Le système actuel est fait de telle sorte qu'il bénéficie à certains artistes dits « poids lourds » de l'industrie du disque. En effet, devant l'offre abondante et diversifiée, « vous êtes perdu. Et vous vous en remettez aux vingt meilleures ventes. ». Un constat qui va de pair avec les propos tenus à l'égard des médias qui ne mettent en avant qu'une poignée d'artistes. Le marché du disque : une spirale infernale ? D'autant qu'il convient de tenir compte d'un public « de plus en plus versatile », ajoute le PDG.


Hadopi : la bonne solution ?


Alors que beaucoup contestent les résultats de l'efficacité d'Hadopi, Pascal Nègre est quant à lui satisfait de la mise en œuvre de cette loi et de la création d'un bureau de contrôle.

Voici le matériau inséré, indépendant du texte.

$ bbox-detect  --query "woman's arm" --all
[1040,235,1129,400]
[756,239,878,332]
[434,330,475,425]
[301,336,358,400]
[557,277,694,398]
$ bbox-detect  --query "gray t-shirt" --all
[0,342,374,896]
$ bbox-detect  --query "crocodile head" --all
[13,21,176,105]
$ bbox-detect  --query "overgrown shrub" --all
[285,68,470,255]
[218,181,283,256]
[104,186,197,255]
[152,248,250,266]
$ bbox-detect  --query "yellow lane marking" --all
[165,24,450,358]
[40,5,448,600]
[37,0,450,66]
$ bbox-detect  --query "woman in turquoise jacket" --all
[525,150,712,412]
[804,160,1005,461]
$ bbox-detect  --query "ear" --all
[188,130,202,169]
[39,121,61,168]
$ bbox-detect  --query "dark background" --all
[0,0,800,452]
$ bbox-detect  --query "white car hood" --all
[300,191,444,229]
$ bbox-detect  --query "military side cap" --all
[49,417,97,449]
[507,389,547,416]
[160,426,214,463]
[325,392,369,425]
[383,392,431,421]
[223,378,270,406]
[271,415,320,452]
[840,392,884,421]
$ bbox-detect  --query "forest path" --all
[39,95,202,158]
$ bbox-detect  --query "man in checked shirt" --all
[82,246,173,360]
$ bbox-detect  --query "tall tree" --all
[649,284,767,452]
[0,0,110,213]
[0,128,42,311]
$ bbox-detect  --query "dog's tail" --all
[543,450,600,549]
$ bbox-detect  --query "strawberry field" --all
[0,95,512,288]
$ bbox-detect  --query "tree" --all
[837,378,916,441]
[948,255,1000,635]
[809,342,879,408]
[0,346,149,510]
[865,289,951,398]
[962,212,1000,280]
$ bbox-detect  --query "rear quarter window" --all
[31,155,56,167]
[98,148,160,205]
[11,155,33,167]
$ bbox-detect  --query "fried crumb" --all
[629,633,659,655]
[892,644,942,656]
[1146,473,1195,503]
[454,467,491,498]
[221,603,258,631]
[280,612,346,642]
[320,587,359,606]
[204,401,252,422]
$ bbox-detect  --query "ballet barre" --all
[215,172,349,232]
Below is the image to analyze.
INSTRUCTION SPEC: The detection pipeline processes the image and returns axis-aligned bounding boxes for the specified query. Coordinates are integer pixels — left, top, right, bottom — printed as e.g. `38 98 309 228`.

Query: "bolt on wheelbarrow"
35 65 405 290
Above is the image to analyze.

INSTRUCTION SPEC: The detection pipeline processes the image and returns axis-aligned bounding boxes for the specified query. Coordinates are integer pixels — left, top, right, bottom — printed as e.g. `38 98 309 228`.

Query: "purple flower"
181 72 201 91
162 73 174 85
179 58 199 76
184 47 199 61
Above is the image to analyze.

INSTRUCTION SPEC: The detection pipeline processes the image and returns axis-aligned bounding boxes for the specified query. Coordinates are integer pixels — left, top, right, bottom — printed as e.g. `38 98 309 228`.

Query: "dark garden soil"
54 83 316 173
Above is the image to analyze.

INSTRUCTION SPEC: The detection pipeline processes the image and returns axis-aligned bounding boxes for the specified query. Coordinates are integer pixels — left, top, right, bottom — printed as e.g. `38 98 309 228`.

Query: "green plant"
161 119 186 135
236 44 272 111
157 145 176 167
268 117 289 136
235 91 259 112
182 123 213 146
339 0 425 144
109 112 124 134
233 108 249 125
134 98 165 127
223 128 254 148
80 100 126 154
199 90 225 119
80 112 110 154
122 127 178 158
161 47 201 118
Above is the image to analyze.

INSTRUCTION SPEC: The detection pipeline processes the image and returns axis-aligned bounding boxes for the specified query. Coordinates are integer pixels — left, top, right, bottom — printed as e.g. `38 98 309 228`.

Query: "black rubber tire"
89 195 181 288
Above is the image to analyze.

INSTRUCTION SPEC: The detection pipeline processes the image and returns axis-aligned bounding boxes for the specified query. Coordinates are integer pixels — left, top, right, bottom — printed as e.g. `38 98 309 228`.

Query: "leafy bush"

Plutôt que de débattre sur les chiffres concernant le nombre de courriers électroniques envoyés et de pirates démasqués, Pascal Nègre préfère s'en référer à la forte augmentation de la part du numérique dans les revenus : « La croissance des revenus du numérique est beaucoup plus forte chez nous. Je pense que l'effet dissuasif a bien fonctionné. La fréquentation des sites d'échange […] a baissé d'un tiers. La chute est plus spectaculaire qu'à l'étranger. ».